The term ‘mindful data’ implies an awareness that being resilient requires resilient and reliable data processes. Just as poor data gives you poor decisions, unreliable data processes limits resilience efforts in an organisation. Through the iterative nature of the data supply chain development, it is possible to see the influence of mindful routines in building the resilience and reliability of the process. As such, ‘mindful data’ goes beyond Khatri and Brown (2010) framework for data governance design and provides a more business and situation specific perspective as to how to best manage data for successful outcomes. It also differentiates between data governance routines that lean heavy on the ostensive role of routines through lengthy policy documents versus the performative nature of mindful behaviours that give a clear picture of the level of data management enacted (Feldman & Pentland, 2003).
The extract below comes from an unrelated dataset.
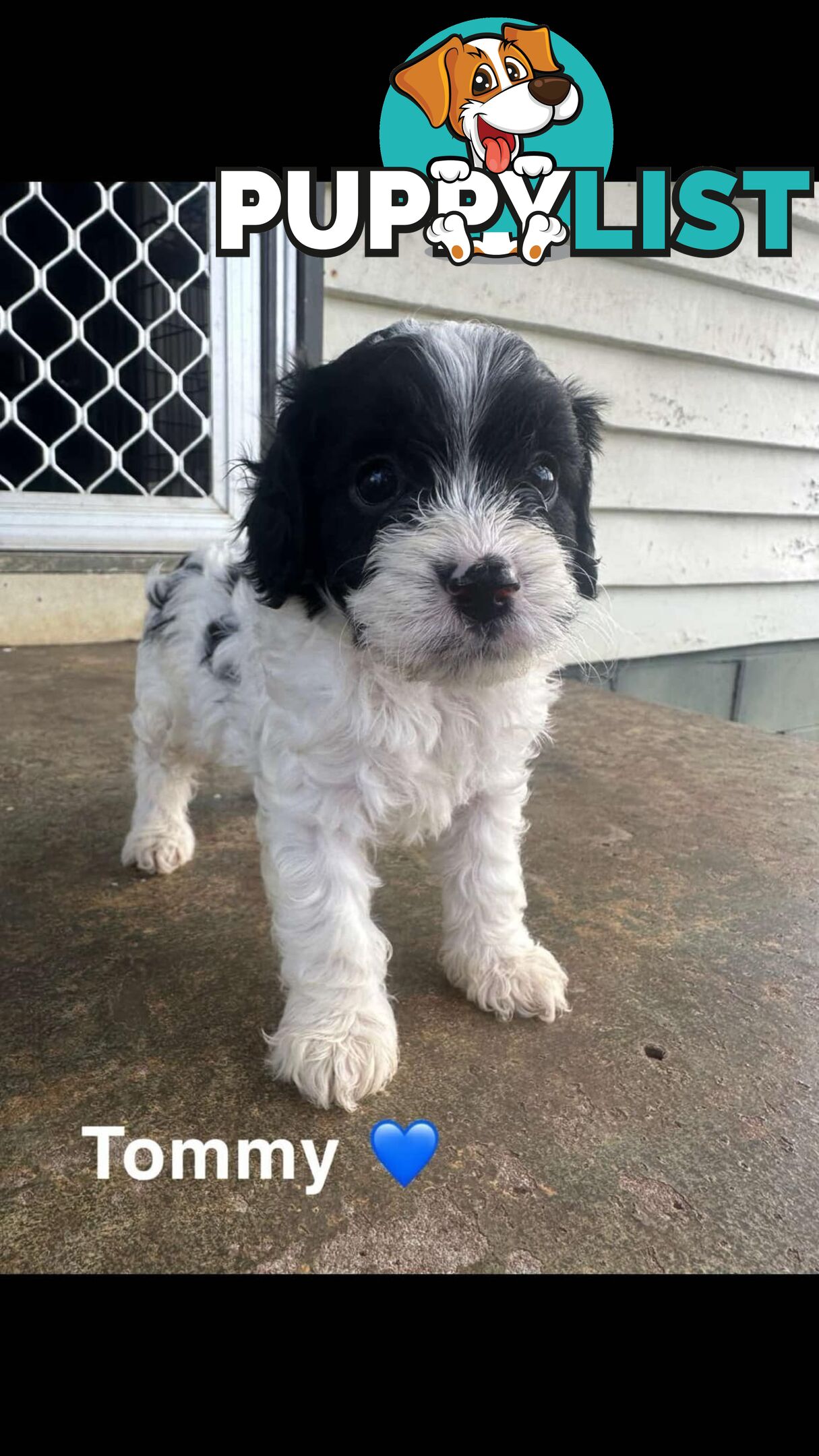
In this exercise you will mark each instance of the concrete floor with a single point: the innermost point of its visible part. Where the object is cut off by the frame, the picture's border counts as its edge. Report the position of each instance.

For instance, the study demonstrates how mindfulness can mitigate the limitations of evidence-based management in terms of who determines what data to acquire as evidence, or what counts as a better decision (Hornung, 2012), or the objectivity and referentiality of the data utilised (Jones, 2019). As presented in the case, the fluid nature of what was important shifted continuously, which required immediate feedback loops overriding any individual or groups claim on determining priority. In fact, the data supply chains that emerged provided new operational insights, such as a national overview of HFNO /NIV equipment usage outside of the ICU, which was provided to respiratory clinicians for the very first time. This data source was valuable in determining the level of acuity in hospital wards and depending on the trajectory trend provided an early indication of impending ICU admission increases or decreases.